Il libro di Giorgia Meloni non è ancora uscito nelle librerie e già c'è chi, giocando d'anticipo nei proclami censori, ha annunciato non lo venderà nella propria libreria per non «alimentare questo tipo di editoria». È il caso di Alessandra Laterza, libraia romana nel quartiere di Tor Bella Monaca, più nota per la sua attività politica nel Pd che per il proprio contributo al panorama letterario o culturale italiano (nel 2016 si è candidata al consiglio del Municipio VI di Roma, mentre nel 2018 ha ospitato nella sua libreria la prima riunione della segreteria Pd di Maurizio Martina).

La Laterza, che ha giustificato la propria scelta con una raffinata e profonda spiegazione «so scelte, mejo pane e cipolla», non è nuova ad episodi di censura verso i libri di esponenti di destra «anche quelli non li ho venduti, in passato».

A chi la accusa di censura, risponde affermando che la sua è «una scelta editoriale» e precisa «come un negozio di scarpe, dove la proprietà sceglie che modelli e che marchi proporre alla propria clientela».

Peccato che non sia la stessa cosa; mentre da un lato si erge a paladina dell'editoria indipendente, dall'altro tratta i libri come se fossero un prodotto qualsiasi, senza comprendere il reale significato di impedire la vendita di un libro.

Si dirà: ognuno nella propria libreria espone i libri che vuole, senza dubbio, però non parliamo di cultura ma di scelte politiche e ideologiche. La cultura è infatti confronto, dialogo, scambio di idee anche con chi la pensa diversamente, la cultura è l'opposto della censura, è difesa della libertà di parola e di espressione. Checché ne dica la libraia romana, rifiutarsi di vendere un libro significa compiere un gesto di carattere censorio, non caso nelle dittature si bruciano i libri e si impedisce la loro circolazione sopprimendo il confronto culturale.

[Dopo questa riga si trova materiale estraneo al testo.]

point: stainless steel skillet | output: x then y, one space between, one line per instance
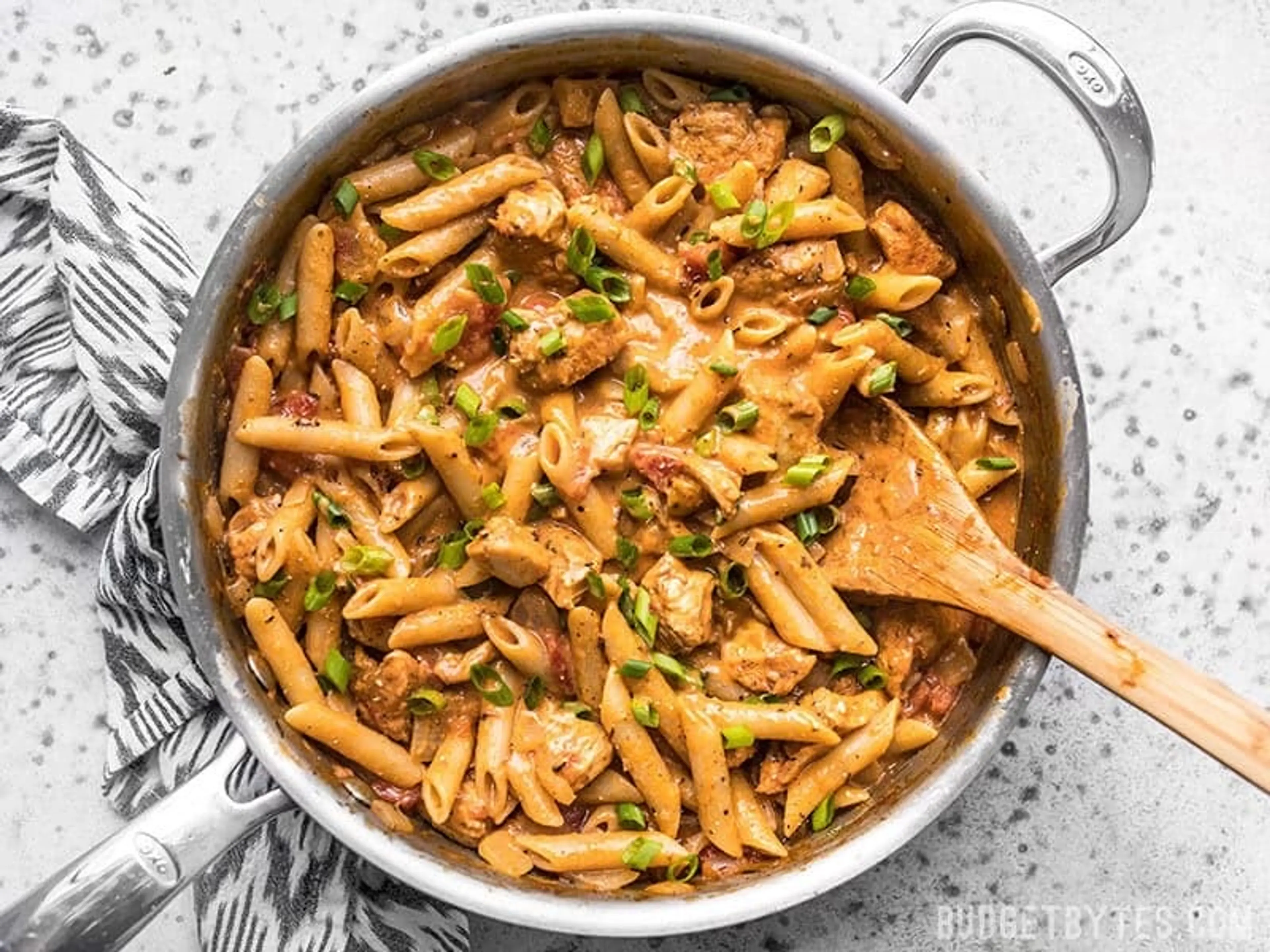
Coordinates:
101 899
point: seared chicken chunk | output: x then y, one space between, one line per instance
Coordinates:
714 136
587 347
510 553
681 598
535 211
907 244
756 658
381 691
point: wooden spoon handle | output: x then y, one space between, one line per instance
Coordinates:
1198 707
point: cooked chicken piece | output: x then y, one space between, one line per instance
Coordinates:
680 597
357 247
845 713
572 558
714 136
792 418
759 659
576 749
608 440
381 691
510 553
907 244
587 347
469 820
535 211
799 275
246 531
783 763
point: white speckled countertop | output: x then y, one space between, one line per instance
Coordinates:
1090 803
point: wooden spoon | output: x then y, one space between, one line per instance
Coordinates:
910 531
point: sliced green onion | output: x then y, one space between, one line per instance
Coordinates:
366 560
754 220
334 515
670 667
337 671
392 234
848 663
824 814
996 462
635 389
826 133
774 228
683 869
646 715
723 197
426 701
732 580
684 169
540 138
545 496
714 264
591 309
435 164
514 409
449 334
491 686
695 546
534 692
609 284
581 253
735 93
738 417
635 668
650 414
552 343
594 159
872 678
630 817
822 315
635 502
289 305
806 471
628 553
492 497
346 197
481 428
263 302
641 853
708 444
515 322
883 379
860 287
320 589
272 588
630 101
468 400
737 735
486 284
897 324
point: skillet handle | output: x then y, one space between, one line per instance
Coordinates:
1090 78
102 899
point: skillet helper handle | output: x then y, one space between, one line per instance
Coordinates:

Eppure il suo gesto non può essere derubricato a un singolo episodio; già in passato erano avvenuti casi analoghi nei confronti di autori di destra ed è sintomatico della mentalità di una certa sinistra che si sente detentrice di tutta la cultura (in un suo post di qualche settimana fa, la Laterza si chiedeva: «conoscete delle librerie indipendenti di persone di destra? Già neanche io»).

In questa vicenda inoltre è impossibile non cogliere un intento pubblicitario, non a caso la notizia è diventata ben presto virale ed è stata ripresa da alcuni influencer che l'hanno definita un «piccolo, grande, atto di resistenza». Anche altri librai indipendenti hanno condiviso il post in cui si annunciava il boicottaggio ma non sono mancate le critiche da parte di chi, pur avendo idee politiche diverse dalla Meloni, comprende la necessità di difendere non tanto i contenuti del libro in sé, che possono più o meno piacere, quanto il principio della libertà di stampa. Proviamo per un attimo a immaginare cosa sarebbe accaduto a parti inverse se un libraio si fosse rifiutato di vendere il libro di un politico di sinistra, ci sarebbe stato il finimondo.

Chi davvero svolge un atto di resistenza quotidiana sono i librai (per fortuna esistono) che svolgono il proprio lavoro senza paraocchi ideologici, rispondendo alle esigenze dei propri clienti e compiendo un'attività culturale a sostegno di ogni libro, sia scritto da autori di destra, sinistra o centro.

Altrimenti il rischio è che ci sia qualcun altro a vendere i testi che alcuni si rifiutano di esporre, poi però non lamentiamoci se Amazon si arricchisce e le librerie chiudono.